5. Filter For New Users
Filtering for new users will remove users that may have bookmarked your site and returned recently, or memorized a URL and re-typed it in. After this last filter is done, what’s left is dark search.
6. I Have My Dark Search, Now What?
Analyze all of your leftover long tail URLs. There’s a good chance that these URLs were not typed in directly, and were not tied to a social campaign, so how else could a user have reached it? There are quite a few possibilities, but the point is you ruled it out being direct or social traffic, which leaves us with Organic or some unknown referral source (we are assuming your Paid Search manager is properly tagging their campaigns). Let your client know about this section of traffic, especially if you have seen major increases in direct traffic as of late or during a period that correlates with a specific marketing campaign.
I ran some of our client’s data through this process, and found that 11% of 33 million page views were dark traffic pointing to a deep link.

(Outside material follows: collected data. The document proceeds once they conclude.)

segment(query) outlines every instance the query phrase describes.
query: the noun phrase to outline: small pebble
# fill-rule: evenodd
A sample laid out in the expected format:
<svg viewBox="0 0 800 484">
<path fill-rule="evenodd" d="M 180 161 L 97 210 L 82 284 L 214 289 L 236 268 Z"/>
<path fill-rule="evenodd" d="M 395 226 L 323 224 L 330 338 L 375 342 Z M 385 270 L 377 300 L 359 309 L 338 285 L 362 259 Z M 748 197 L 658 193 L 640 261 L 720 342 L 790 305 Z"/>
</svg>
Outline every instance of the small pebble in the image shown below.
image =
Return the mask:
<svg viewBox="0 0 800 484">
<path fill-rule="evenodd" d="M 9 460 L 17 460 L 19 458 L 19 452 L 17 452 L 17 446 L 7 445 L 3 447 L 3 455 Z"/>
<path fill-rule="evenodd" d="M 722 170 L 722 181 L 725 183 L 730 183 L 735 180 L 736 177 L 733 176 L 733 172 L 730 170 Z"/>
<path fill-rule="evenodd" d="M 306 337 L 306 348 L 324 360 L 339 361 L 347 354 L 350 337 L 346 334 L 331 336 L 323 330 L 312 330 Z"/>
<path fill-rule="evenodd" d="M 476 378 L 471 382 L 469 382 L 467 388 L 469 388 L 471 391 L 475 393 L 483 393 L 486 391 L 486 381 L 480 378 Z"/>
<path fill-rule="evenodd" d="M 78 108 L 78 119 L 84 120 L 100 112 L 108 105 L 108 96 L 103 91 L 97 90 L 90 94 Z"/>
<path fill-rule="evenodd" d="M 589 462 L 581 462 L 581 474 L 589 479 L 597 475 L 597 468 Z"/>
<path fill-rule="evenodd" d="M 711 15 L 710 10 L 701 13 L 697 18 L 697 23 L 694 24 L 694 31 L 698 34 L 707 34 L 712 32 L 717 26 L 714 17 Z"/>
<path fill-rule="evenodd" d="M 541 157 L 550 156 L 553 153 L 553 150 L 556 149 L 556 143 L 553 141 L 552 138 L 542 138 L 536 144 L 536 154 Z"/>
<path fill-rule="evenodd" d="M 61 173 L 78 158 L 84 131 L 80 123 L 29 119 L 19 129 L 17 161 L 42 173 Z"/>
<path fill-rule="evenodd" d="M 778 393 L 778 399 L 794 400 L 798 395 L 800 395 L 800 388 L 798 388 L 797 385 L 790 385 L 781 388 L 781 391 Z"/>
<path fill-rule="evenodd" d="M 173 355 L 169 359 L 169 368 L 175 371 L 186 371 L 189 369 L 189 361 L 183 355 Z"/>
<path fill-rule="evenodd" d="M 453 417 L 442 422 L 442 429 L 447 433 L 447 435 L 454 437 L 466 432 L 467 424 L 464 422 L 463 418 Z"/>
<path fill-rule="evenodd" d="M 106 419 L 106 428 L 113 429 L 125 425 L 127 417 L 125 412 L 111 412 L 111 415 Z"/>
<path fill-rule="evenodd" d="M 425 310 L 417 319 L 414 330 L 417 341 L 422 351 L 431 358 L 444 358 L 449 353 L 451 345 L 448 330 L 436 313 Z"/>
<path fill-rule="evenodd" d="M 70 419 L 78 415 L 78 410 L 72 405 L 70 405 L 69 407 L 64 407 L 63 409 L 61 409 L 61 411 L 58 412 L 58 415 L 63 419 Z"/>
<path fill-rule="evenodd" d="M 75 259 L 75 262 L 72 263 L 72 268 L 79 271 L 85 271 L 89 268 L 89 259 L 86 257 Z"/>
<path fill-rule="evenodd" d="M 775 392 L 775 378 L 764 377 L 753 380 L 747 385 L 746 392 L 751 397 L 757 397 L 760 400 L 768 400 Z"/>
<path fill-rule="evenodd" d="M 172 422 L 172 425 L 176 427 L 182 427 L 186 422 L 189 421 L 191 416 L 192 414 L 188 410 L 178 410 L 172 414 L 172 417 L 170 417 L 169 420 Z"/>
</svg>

I unfortunately couldn’t cross reference every account with each social campaign, but the data is still pretty significant. This 11% is traffic that our social media managers or SEO managers can speak to as being “dark” and not actually direct.
Dark Traffic can’t be prevented (yet) but there are some steps we can take as online marketers to cut this number down.
1. Tag All Of Your Marketing Campaigns Correctly
Whatever your preferred tagging method is, make sure any URLs you’ve built that are pointing to your site are tracked.
2. Look For Correlations In Your Marketing Campaigns & Direct Traffic
You can’t go back and tag old traffic, but you can analyze spikes in direct, and look for possible causes of dark traffic.
3. Suggest Switching To HTTPS
Although this is a lot of work and should be thoroughly vetted before implementing, referral strings are passed from one HTTPS site to another.
There you have it! This is what’s (probably) going on with your direct traffic. Always remember to double check your metrics and look for possible bot traffic as well. Hopefully you can now speak to your clients, boss, or in-law about Dark Traffic in confidence.